Jonathan Safran Foer said that climate change is a hard story to tell because it has a slow moving plot and few good characters. But it is a perfect moral problem: the kind of problem faced by Eve, by Noah, by Adam, by Odysseus, by Hamlet, the list goes on. Do I heed the warning, or do I do as I want? Do I accept the call, or ignore it and continue with life as it was? Do I respond to the greater good, or not?
When I was young, my grandfather used to tell me Old Testament stories. One of my favorites was the Tower of Babel: A long time ago, in a place called Babel that no longer exists, the people decided to build a tower to the clouds in order to be closer to the divine. They began working, constructing a foundation, a first floor, and a second and a third. Together, the people of Babel built a structure that rose higher than the trees, higher than the hillsides, upward and upward.
God looked down saw a rising tower. What hubris, he thought, to imagine that the people believe they can find me in the clouds. So what did God do? Did God throw a tantrum in the form of a hurricane? Did he pummel them with hailstones? No, God did something much more clever and decisive.
God unleashed the languages of the world on the people. All of a sudden a builder asking his neighbor for a hammer couldn’t be understood. A man needing nails was answered with a quizzical look. No one could communicate with each other. Misunderstanding erupted. Fights broke out. The tower was abandoned.
Our world feels overwhelmed by misunderstanding.
Monday morning driving my daughter to school, I told her that a letter to the editor that I wrote was published in our local newspaper. She read it on my phone while we stopped at a red light.
“What do you think?” I asked.
“You sound mad,” she said.
“Really?” I asked.
“Mad in a good way,” she said.
“Actually,” I answered. “That makes me feel proud.”
I don’t believe in an external god controlling our actions or behaviors. I believe that divinity emerges from us as a collective. For me, that kind of divinity is the ultimate creator of humanity’s greatest achievements: love, joy, and connection. That divinity is also the creator of humanity’s greatest failures: war, corruption, and, urgently, climate change.

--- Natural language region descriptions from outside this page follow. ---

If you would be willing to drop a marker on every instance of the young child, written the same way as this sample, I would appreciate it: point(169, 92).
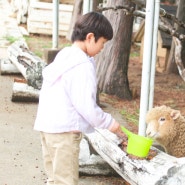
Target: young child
point(67, 104)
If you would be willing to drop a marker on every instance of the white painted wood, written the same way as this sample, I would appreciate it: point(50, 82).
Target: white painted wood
point(24, 92)
point(7, 67)
point(161, 170)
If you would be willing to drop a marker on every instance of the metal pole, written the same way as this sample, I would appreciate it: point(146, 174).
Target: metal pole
point(154, 51)
point(149, 19)
point(55, 34)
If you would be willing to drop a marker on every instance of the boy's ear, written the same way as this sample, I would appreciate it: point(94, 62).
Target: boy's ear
point(89, 36)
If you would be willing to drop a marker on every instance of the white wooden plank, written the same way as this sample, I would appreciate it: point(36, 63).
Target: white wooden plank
point(161, 169)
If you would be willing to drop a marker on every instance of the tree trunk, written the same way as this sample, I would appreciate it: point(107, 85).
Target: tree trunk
point(172, 68)
point(112, 62)
point(77, 10)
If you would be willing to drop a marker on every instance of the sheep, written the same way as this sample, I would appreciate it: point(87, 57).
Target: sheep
point(167, 127)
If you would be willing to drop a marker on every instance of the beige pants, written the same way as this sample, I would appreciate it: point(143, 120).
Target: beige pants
point(60, 155)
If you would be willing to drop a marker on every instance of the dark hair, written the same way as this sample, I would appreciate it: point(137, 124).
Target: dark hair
point(92, 22)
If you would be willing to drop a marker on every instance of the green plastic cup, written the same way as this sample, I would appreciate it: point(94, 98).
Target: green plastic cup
point(137, 145)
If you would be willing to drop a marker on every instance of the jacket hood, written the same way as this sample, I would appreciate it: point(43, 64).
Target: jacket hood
point(65, 60)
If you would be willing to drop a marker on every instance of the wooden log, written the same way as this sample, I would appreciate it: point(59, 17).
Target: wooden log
point(22, 92)
point(160, 170)
point(7, 67)
point(28, 63)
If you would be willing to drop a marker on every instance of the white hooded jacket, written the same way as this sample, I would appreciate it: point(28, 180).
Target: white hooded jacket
point(67, 99)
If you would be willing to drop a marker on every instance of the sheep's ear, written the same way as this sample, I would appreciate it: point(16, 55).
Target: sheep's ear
point(175, 114)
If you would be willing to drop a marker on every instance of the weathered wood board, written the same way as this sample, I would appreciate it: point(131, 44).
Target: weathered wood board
point(40, 18)
point(160, 170)
point(22, 92)
point(27, 63)
point(7, 67)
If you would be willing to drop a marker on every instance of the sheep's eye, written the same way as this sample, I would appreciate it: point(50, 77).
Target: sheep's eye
point(161, 120)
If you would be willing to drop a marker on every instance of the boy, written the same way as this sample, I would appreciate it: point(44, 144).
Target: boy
point(67, 104)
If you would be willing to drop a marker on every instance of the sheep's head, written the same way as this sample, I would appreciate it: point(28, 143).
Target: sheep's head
point(161, 123)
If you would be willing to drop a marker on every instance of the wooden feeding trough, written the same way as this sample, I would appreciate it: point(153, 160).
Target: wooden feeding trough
point(161, 169)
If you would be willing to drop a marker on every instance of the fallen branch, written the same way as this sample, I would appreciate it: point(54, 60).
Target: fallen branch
point(27, 63)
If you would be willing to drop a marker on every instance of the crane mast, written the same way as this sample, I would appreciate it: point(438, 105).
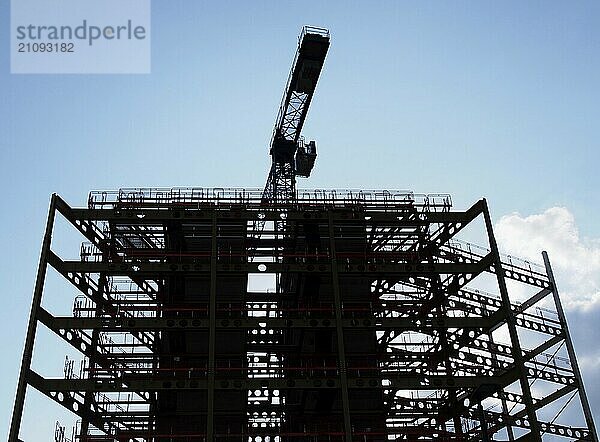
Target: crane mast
point(290, 155)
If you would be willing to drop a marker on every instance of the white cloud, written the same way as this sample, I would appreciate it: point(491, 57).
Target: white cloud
point(575, 260)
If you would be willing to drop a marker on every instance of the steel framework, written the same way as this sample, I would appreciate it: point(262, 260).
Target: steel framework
point(372, 324)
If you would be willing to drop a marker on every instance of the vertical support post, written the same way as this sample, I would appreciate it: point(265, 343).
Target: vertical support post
point(587, 411)
point(339, 331)
point(517, 353)
point(509, 430)
point(15, 424)
point(212, 323)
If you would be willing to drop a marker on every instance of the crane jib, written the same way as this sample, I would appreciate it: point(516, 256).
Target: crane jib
point(291, 157)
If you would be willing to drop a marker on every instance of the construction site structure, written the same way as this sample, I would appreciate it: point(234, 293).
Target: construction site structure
point(286, 315)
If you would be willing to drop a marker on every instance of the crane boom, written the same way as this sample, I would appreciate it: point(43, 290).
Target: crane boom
point(290, 156)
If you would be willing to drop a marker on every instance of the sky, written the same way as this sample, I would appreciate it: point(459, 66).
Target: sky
point(476, 99)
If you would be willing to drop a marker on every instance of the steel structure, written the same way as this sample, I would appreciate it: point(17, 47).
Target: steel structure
point(286, 315)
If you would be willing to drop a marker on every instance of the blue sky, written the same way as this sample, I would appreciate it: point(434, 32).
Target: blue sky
point(494, 99)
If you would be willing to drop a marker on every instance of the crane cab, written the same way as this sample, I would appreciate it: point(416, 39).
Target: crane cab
point(306, 154)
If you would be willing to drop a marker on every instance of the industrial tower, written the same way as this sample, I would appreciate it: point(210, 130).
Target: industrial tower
point(295, 315)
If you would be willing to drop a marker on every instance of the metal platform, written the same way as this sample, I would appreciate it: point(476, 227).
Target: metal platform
point(367, 322)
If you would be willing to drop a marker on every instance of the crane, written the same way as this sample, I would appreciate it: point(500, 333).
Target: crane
point(290, 155)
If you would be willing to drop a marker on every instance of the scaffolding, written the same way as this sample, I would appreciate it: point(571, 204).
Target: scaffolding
point(340, 315)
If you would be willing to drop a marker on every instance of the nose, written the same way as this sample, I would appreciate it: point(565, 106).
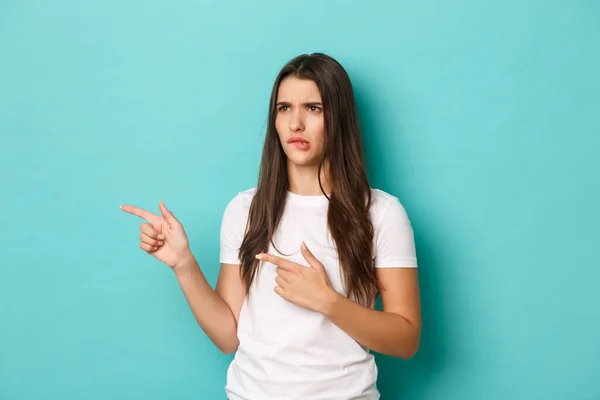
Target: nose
point(296, 121)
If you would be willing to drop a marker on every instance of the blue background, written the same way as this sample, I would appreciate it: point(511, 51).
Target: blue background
point(482, 117)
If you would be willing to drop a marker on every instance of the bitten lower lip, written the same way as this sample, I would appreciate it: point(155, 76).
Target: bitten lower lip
point(299, 143)
point(303, 146)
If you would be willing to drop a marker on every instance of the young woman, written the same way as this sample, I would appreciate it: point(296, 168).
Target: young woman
point(303, 255)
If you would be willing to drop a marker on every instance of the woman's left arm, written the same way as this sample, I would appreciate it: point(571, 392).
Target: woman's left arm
point(396, 330)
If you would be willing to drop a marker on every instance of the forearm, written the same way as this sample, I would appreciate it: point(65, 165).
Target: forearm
point(383, 332)
point(211, 312)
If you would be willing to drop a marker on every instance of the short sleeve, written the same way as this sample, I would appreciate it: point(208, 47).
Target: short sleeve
point(394, 238)
point(233, 226)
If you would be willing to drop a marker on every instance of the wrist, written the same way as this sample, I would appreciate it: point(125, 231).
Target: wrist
point(330, 302)
point(186, 264)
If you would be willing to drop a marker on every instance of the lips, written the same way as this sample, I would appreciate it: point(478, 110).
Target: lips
point(299, 143)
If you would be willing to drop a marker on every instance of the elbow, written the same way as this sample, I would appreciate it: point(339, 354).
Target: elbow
point(409, 352)
point(228, 348)
point(409, 348)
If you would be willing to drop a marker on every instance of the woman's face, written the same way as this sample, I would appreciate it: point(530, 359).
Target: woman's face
point(299, 121)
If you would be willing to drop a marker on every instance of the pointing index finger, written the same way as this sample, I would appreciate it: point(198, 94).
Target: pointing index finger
point(280, 262)
point(140, 212)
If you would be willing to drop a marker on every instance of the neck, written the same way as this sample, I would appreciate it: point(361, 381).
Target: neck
point(303, 180)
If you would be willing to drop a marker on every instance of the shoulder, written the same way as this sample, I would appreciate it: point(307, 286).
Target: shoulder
point(238, 206)
point(242, 199)
point(384, 203)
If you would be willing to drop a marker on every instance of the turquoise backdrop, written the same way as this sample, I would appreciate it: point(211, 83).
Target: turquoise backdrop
point(482, 117)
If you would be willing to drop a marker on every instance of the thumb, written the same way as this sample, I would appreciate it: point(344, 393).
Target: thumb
point(312, 260)
point(168, 215)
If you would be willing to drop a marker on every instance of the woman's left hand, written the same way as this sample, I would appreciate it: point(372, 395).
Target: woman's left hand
point(306, 287)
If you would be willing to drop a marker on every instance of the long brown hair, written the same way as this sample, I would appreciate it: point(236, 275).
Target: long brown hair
point(350, 200)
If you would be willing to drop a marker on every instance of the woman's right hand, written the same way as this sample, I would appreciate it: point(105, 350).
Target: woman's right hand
point(162, 236)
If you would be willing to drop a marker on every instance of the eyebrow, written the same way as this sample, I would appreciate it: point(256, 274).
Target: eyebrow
point(308, 103)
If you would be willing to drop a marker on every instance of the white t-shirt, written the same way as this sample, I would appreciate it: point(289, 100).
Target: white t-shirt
point(288, 352)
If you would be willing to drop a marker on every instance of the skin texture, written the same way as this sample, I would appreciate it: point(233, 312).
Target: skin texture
point(395, 331)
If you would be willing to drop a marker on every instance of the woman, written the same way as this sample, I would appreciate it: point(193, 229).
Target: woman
point(304, 254)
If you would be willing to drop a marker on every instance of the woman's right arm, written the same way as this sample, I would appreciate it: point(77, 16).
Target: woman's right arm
point(216, 311)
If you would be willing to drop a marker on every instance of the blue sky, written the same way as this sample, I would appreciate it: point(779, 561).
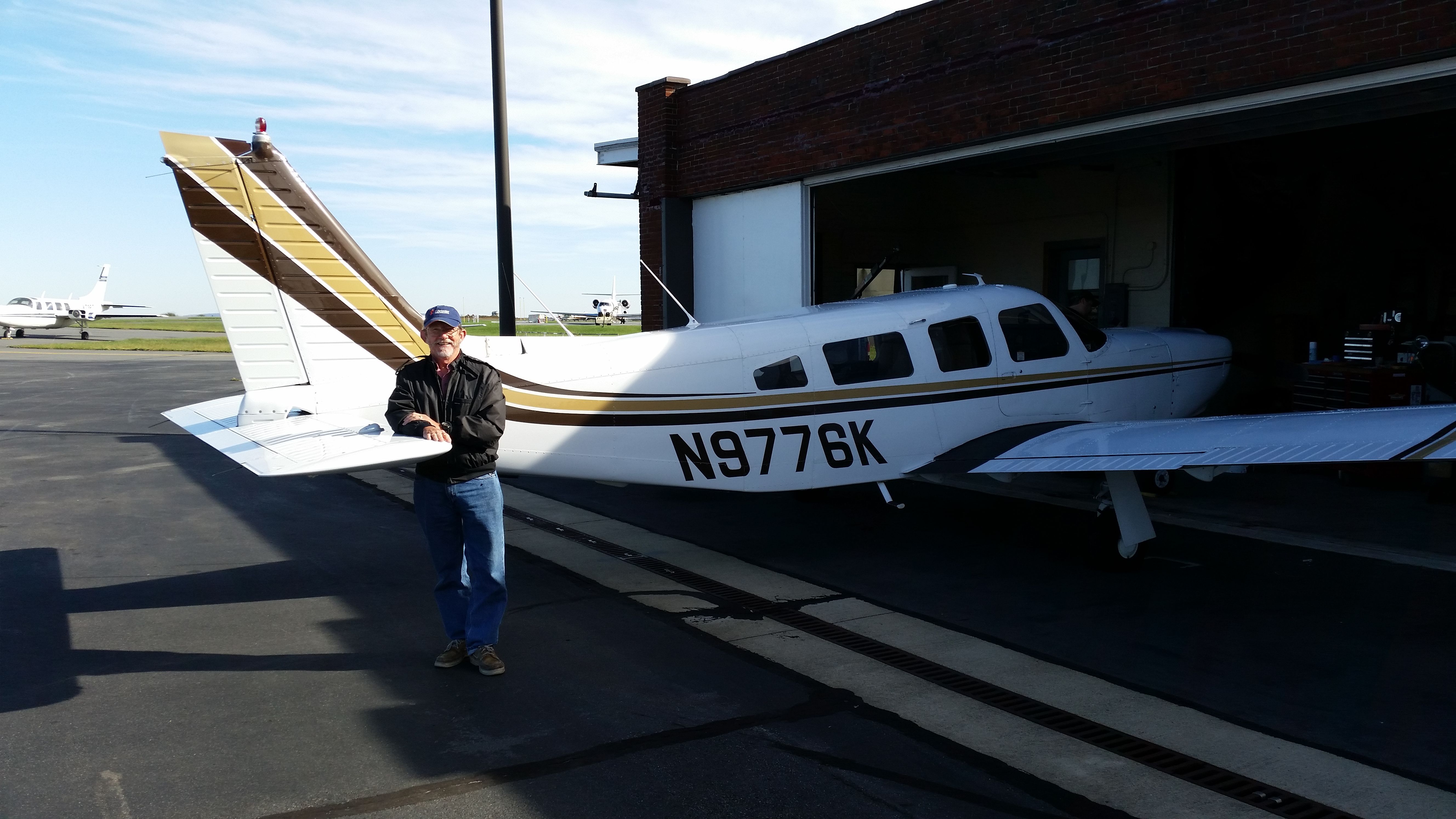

So to me we are, in fact, the gods who created this greatest of challenges before us. We have tasked ourselves with the ultimate test of our own humanity. If we succeed, we get to keep our earth. If we fail, we lose our future.
Solving climate change doesn’t just mean just asking for the hammer or the nails to build one more level higher. It means overcoming the barriers of scientific language the way that the artists and children are, so that everyone can understand what’s at stake. It means screwing up our courage and saying what we know when we know it. It means admitting when we are mad that we waited too long. It means using anger to connect rather than avoid. It means resisting the urge to fight and tell the truth instead. The only way to buck the curse of the Tower of Babel is to keep trying to figure out a way to talk to each other.
The one thing I know for certain: no one is going to find the exit alone.